Tailing bytes: fails back to per-byte comparison. Alignment: key and value are 
aligned on 8-byte boundaries.

bq. Agrona has an Unsafe ByteBuffer implementation that looks like it makes a 
little better use of various intrinsics then AbstractDataOutput.
Good hint! Will definitely take a look at it!

bq. I don't see why the cache can't use CPU endianness since the key/value are 
just copied.
Ah - you mean that stuff in HashEntryInput/Output. No - you can't always copy 
it using unsafe API.
I don't recall exactly why I removed that optimization (had that implemented 
before), but it had sth to do with data serialized for KeyBuffer and putting it 
into off-heap.
But it makes sense for values (since these are always directly serialized to 
off-heap).

bq. UTF encoded string stuff ... get that via inheritance?
Yes, basically from JDK. Could not get that via inheritance.

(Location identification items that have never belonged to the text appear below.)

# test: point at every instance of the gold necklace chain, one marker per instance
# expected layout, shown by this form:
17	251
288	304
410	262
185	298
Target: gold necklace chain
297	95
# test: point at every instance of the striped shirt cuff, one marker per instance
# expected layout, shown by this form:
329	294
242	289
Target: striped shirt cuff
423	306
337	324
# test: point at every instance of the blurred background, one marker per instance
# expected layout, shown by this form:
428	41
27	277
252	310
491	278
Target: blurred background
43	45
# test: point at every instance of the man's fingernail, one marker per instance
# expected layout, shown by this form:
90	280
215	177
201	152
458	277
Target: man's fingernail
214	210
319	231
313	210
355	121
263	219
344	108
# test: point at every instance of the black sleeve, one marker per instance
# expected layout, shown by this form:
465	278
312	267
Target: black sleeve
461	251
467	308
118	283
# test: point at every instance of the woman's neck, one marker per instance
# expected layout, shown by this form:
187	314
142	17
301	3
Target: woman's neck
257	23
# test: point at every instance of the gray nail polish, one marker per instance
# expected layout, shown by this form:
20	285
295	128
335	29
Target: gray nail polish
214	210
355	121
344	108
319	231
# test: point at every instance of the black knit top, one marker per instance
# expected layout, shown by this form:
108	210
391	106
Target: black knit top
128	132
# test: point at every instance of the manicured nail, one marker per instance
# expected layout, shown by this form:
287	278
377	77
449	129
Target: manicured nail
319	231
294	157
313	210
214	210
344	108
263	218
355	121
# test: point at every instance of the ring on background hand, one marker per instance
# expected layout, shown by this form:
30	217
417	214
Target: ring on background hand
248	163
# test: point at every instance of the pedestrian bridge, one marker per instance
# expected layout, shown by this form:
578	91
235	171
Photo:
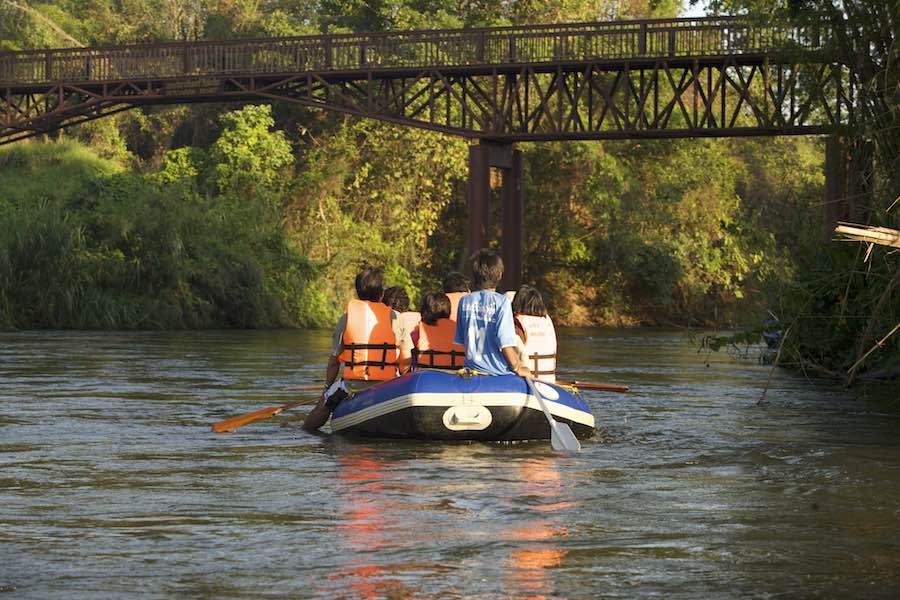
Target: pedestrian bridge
632	79
672	78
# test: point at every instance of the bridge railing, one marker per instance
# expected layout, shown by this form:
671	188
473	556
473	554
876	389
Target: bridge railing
417	49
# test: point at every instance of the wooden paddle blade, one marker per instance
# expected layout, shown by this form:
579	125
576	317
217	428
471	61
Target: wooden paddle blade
603	387
245	419
306	387
563	439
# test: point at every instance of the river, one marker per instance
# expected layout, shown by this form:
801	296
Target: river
112	484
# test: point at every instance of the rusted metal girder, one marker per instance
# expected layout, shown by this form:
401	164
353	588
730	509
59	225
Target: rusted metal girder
636	79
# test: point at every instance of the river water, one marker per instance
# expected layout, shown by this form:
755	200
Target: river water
113	486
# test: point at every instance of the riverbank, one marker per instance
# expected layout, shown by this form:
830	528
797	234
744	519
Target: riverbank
113	483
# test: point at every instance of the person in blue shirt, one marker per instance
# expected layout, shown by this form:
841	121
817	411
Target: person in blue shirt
484	321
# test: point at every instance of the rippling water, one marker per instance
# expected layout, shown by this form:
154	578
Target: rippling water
112	485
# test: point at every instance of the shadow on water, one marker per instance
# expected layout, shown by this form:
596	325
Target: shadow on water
112	485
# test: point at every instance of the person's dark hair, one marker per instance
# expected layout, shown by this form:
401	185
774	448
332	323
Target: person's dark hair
435	305
528	301
455	282
487	269
397	298
370	283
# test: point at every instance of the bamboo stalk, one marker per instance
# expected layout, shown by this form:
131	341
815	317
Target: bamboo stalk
882	236
878	344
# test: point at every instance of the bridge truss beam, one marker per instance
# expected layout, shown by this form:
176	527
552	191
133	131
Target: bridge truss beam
659	98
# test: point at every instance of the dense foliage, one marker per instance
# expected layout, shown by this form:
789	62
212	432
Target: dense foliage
216	215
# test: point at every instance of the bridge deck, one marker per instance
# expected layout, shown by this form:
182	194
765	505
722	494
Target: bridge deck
465	48
654	78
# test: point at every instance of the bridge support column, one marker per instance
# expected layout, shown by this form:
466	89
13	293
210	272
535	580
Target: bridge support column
479	196
513	223
483	157
835	207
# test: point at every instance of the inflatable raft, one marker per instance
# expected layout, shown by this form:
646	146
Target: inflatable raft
437	405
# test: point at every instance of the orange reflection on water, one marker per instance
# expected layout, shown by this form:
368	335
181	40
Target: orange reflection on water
366	524
529	564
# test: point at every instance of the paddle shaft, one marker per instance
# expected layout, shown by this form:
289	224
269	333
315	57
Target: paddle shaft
257	415
588	385
306	387
561	436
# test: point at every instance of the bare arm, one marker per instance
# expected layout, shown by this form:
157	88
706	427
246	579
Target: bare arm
331	371
318	416
512	357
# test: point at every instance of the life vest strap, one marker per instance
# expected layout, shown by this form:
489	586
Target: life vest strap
539	357
371	363
453	354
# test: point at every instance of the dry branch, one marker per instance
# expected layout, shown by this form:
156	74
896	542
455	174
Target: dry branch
882	236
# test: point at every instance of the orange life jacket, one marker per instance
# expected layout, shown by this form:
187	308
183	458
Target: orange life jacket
436	349
455	297
540	346
370	347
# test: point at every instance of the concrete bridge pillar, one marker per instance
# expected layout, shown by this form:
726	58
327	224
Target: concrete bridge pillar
508	160
849	165
835	208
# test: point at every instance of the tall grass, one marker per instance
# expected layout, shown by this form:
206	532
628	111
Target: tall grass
84	244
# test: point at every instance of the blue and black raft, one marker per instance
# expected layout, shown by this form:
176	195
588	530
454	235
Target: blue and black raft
441	405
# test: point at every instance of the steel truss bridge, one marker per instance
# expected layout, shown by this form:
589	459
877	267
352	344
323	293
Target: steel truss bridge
634	79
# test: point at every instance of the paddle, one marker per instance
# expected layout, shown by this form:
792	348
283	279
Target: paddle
306	387
604	387
562	438
257	415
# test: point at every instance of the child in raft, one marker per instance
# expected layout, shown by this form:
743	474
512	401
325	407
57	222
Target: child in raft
537	336
484	322
433	338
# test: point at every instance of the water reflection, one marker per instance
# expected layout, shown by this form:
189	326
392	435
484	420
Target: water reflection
111	482
368	520
537	553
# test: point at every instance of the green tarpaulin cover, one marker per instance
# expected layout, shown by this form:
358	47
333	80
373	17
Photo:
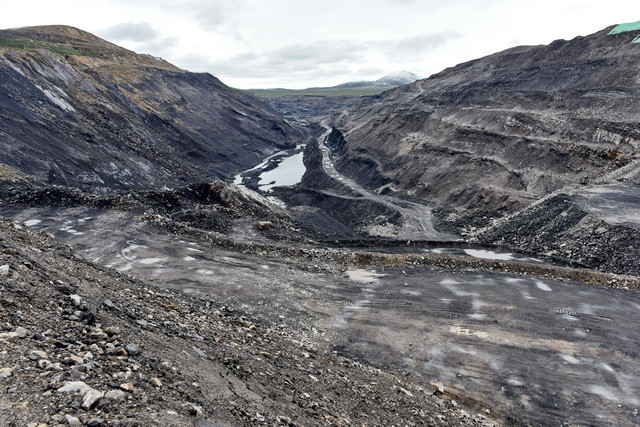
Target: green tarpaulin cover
621	28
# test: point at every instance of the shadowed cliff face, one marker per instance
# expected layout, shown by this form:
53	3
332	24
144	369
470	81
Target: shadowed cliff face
79	111
496	133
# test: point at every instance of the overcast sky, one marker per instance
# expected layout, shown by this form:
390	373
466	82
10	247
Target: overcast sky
304	43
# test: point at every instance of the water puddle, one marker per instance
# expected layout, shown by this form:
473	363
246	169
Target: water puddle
484	254
363	276
282	169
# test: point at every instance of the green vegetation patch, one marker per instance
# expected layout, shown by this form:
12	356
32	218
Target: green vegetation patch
16	42
623	28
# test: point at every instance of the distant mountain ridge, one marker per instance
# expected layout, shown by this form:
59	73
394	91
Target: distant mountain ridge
501	131
79	111
357	88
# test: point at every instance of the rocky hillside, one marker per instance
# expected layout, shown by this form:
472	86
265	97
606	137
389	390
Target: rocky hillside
497	133
84	345
76	110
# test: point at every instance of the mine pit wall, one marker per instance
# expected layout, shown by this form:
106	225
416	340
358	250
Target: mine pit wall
559	227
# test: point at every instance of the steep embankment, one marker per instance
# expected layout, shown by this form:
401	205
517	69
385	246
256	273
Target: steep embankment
497	133
76	110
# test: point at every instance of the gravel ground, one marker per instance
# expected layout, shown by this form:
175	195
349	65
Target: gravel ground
84	345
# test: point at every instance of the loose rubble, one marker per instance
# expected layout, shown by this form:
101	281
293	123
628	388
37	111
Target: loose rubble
191	362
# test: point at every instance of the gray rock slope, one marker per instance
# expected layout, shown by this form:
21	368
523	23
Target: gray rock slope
497	133
76	110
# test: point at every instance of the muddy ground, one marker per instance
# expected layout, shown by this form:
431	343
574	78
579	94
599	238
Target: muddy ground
527	349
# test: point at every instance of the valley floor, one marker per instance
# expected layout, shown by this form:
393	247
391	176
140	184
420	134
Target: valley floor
519	347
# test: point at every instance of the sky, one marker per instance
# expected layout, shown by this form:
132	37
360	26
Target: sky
304	43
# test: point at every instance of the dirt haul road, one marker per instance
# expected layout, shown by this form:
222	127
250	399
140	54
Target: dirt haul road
539	350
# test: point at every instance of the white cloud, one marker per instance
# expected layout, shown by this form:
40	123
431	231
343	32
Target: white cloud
296	43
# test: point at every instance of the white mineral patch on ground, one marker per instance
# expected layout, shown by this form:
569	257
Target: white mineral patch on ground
481	253
543	286
151	260
365	276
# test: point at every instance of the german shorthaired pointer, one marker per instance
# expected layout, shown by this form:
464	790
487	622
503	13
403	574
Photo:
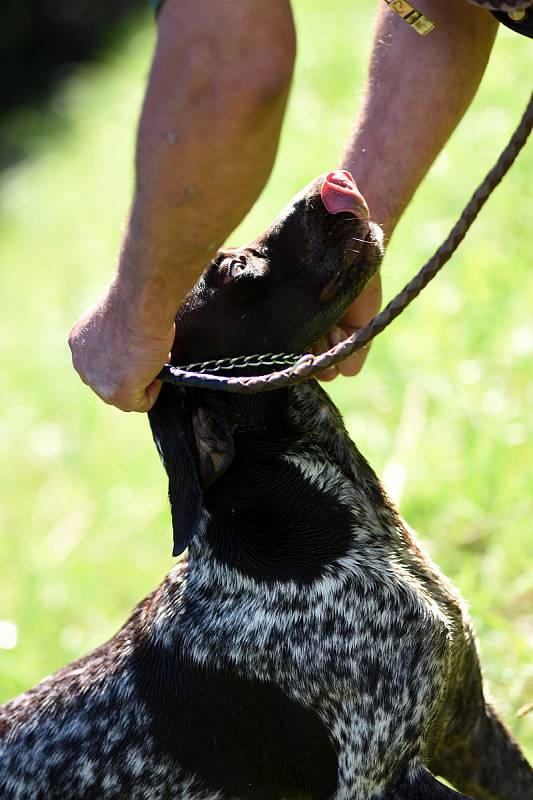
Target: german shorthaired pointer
307	647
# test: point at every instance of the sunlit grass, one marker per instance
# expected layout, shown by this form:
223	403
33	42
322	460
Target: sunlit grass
441	409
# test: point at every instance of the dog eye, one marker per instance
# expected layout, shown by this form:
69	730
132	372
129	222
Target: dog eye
236	268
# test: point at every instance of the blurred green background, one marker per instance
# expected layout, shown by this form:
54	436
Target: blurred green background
442	409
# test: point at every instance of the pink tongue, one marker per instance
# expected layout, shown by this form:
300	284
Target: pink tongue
339	192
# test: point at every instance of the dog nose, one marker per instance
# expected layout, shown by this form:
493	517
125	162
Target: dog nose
339	192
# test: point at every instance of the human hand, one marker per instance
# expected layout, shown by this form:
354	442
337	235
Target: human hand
360	312
117	356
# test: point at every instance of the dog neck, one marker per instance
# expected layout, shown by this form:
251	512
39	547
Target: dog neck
297	496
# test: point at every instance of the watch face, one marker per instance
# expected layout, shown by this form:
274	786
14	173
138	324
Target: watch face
503	5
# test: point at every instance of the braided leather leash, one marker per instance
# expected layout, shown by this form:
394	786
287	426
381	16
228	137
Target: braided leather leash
308	365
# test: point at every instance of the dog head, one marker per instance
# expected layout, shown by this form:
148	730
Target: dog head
287	287
279	293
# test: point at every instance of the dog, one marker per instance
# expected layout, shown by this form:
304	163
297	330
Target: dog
306	647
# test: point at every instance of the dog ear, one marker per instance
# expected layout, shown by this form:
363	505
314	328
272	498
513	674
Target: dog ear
195	445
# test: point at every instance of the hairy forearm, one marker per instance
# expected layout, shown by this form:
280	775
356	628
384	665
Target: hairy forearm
418	90
207	140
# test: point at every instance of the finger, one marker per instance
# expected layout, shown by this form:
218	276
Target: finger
366	305
152	392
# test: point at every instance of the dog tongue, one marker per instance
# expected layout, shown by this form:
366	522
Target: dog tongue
339	192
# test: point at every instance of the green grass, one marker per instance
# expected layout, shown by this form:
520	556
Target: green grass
442	405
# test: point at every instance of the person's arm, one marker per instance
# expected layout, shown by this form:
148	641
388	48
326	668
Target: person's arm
417	92
207	139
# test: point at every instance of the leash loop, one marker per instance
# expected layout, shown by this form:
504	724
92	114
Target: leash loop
309	365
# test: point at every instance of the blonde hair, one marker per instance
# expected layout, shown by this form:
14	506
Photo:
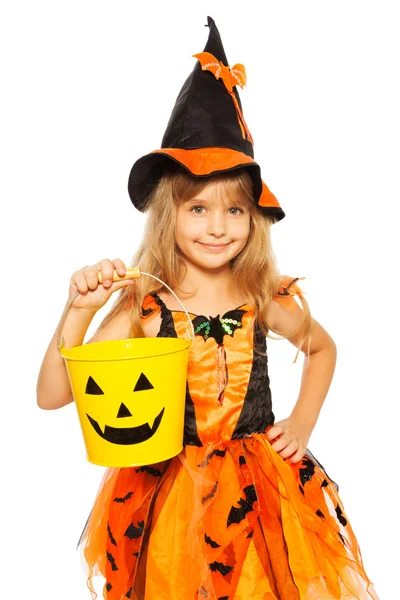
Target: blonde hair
254	268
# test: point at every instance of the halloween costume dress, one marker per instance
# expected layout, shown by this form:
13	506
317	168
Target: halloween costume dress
228	518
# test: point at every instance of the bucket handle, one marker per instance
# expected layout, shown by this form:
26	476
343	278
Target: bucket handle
132	272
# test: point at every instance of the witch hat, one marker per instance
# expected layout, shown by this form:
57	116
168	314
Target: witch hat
206	133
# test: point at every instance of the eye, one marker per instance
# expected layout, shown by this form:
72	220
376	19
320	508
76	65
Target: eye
236	208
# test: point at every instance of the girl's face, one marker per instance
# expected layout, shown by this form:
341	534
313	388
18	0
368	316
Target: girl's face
211	229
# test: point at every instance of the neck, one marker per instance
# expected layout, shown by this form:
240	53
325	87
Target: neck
210	284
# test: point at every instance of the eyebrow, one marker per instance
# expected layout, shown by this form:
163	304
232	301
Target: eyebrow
194	200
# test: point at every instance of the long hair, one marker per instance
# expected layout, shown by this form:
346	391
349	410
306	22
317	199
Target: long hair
254	269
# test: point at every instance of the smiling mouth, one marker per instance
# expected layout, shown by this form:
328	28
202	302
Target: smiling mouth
127	435
215	245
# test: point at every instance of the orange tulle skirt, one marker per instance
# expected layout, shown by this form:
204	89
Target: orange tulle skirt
226	521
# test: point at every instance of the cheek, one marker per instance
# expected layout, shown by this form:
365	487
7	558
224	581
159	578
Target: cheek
241	229
187	227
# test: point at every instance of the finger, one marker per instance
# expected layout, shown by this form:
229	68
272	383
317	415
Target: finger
91	277
297	456
290	449
283	441
119	267
81	283
116	285
107	270
274	431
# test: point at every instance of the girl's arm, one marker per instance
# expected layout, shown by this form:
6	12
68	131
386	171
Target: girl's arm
317	372
53	389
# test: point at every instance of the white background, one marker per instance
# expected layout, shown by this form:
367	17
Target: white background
88	87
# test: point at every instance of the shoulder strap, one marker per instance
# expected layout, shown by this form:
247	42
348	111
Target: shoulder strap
287	291
149	306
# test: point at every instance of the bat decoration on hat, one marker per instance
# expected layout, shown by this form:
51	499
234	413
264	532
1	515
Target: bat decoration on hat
230	76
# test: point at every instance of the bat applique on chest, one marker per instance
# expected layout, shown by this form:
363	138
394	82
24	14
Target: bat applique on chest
217	327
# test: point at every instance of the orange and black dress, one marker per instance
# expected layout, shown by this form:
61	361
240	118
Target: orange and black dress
228	518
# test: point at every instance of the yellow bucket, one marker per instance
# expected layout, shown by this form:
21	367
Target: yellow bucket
130	394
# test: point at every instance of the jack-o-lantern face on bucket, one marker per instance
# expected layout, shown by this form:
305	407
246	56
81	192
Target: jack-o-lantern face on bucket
124	435
131	410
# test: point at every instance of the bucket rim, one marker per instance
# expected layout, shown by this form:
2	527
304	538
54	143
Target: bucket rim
187	344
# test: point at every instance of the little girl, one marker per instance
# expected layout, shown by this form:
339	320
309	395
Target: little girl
245	511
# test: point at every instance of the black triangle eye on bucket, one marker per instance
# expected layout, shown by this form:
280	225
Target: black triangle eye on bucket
130	394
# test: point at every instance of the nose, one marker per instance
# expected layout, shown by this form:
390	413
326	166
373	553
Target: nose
216	223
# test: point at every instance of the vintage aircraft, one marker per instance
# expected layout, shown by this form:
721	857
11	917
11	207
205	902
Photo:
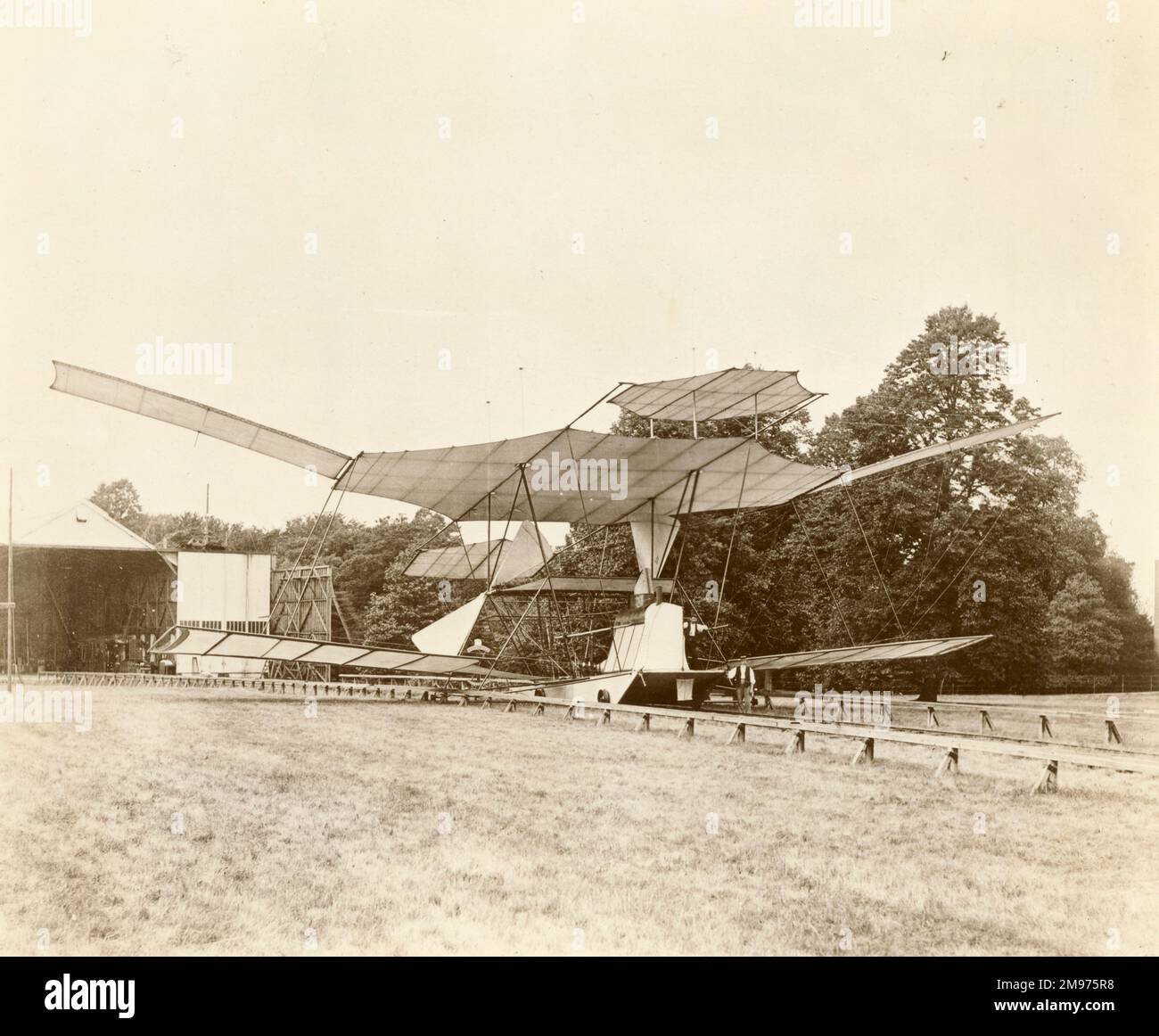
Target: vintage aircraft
568	475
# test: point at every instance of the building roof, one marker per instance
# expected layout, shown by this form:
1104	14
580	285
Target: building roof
82	526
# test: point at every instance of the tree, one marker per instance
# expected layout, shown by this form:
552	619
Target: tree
120	501
1081	627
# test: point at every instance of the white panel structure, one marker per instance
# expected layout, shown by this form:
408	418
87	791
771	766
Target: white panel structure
223	591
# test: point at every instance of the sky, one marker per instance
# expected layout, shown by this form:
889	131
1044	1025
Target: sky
420	225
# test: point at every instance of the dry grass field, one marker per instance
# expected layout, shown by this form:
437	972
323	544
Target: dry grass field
228	822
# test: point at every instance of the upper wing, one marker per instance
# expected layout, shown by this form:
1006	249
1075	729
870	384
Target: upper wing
885	652
190	640
209	421
937	449
561	475
734	393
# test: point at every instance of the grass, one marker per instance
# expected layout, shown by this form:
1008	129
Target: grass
323	835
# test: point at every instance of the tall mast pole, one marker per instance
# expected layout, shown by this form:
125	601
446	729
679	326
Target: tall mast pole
12	591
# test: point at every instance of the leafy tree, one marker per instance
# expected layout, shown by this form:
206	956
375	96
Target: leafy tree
1082	627
119	499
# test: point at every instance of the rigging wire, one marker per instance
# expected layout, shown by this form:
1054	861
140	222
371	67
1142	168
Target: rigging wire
874	560
837	604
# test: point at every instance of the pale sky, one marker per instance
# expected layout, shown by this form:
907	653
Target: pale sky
447	155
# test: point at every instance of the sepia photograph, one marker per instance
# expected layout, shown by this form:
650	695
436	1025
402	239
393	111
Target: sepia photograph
579	479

bq. hashing the key yourself ... 32-bits
Thought about it (and had that previously). Yes - if we have a good hash code, 
we can use it.
But I don't know whether the calling code has a hash code.
IMO hash code should be 64 bits because 32 bits might not be sufficient.

bq. allocation fails maybe throw OutOfMemoryError
That would shut down C* daemon ;) Maybe. Not sure about that.
I think if you run into such a situation (out of off-heap/system memory) you 
are completely lost.
It just ignores that put() and removes the old entry.

bq. entry is too large maybe return an error of some sort
No. The calling code cannot do anything meaningful with it. But the calling 
could could check for that in advance (before constructing any object related 
to caching), if it has enough information.

bq. catch VirtualMachineError and not error
done

bq. hotN()
I _think_ it is used to persist the hot set of the cache.

bq. concerned about materializing the full list on heap
Agree. Thought about "patching" cache off-heap addresses into DirectByteBuffer 
and using that for serialization.

bq. I don't think storage for 16 million keys is enough?
Nope - would not be. But it's 2^27 (limited by a stupid constant used for both 
max# of segments and max# of buckets). Worth taking a look at it - it's weird, 
yes.

bq. value loading case,
Don't think we need that API.

bq. Release is not synchronized.
Yep - will do that.

(Hope I caught all of your comments)

> Serializing Row cache alternative (Fully off heap)
> --------------------------------------------------
>
>                 Key: CASSANDRA-7438
>                 URL: https://issues.apache.org/jira/browse/CASSANDRA-7438
>             Project: Cassandra
>          Issue Type: Improvement
>          Components: Core
>         Environment: Linux
>            Reporter: Vijay
>            Assignee: Vijay
>              Labels: performance
>             Fix For: 3.0
>
>         Attachments: 0001-CASSANDRA-7438.patch, tests.zip
>
>
> Currently SerializingCache is partially off heap, keys are still stored in 
> JVM heap as BB, 
> * There is a higher GC costs for a reasonably big cache.
> * Some users have used the row cache efficiently in production for better 
> results, but this requires careful tunning.
> * Overhead in Memory for the cache entries are relatively high.
> So the proposal for this ticket is to move the LRU cache logic completely off 
> heap and use JNI to interact with cache. We might want to ensure that the new 
> implementation match the existing API's (ICache), and the implementation 
> needs to have safe memory access, low overhead in memory and less memcpy's 
> (As much as possible).
> We might also want to make this cache configurable.